As shock and outrage grows over the recent violent gang rape of 16-year-old Brazilian girl, Brazil’s fight to protect women is gaining critical momentum. But beyond the protests and lawmaking, community leaders across the country are creating safe spaces for women in their own neighborhoods.
Tuany Nascimento, 22, founded Na Ponte Dos Pe (On Our Tiptoes), a ballet school that serves as a community space for young girls in the favelas of Complexo do Alemão in Rio De Janiero. Nascimento, a ballet dancer and student at Celso Lisboa college, teaches the ballet classes in a cramped sports court with only one ballet barre. The girls, whose ages range from 4 to 17, can pirouette and plié as long as they show their report card to Nascimento.

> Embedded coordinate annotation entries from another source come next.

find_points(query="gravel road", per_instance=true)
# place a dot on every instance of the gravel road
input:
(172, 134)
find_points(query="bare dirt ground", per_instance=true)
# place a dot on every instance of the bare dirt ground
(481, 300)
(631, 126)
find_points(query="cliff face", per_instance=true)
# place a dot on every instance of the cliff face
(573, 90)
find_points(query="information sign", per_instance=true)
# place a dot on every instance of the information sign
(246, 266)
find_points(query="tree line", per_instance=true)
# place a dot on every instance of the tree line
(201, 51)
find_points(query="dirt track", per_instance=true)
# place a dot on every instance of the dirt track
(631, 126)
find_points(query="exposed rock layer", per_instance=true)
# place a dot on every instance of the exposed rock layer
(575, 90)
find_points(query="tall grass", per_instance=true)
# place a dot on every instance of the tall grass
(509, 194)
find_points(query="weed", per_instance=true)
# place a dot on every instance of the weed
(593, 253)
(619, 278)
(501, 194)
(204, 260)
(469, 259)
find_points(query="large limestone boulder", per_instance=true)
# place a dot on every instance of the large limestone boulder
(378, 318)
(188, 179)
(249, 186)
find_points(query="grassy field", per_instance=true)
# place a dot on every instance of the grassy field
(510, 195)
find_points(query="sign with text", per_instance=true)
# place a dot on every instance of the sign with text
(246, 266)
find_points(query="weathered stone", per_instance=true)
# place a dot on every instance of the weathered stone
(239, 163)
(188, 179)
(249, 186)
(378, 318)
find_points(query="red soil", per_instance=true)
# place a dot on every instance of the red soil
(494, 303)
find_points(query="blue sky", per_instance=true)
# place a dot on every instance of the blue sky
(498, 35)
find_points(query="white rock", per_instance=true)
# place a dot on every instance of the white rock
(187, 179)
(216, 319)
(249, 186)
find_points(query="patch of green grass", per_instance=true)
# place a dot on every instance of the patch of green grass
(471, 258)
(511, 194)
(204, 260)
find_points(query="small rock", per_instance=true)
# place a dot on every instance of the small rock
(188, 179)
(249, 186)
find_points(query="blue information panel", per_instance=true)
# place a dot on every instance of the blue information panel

“Once you are here, you have rules, you have discipline, you have challenges—all are things that you are going to find in your life. I will not have 49 ballerinas. If I have one, marvelous! But let’s have 49 girls who have an educated mind and are looking for a better future, where they know they have options. The majority think: I’m going to get a job near my home, then I’ll be a mother. They don’t leave the walls of the community. I want to show them that the world is large and that there’s a chance for everybody,” says Nascimento in an interview with Marie Claire.

In October of 2013, the ballet school received funding from the President of CEASA-Central State Supply of Rio de Janeiro S/A. Clothes and ballet slippers were included in this package, but renovations for the sports room have yet to be passed.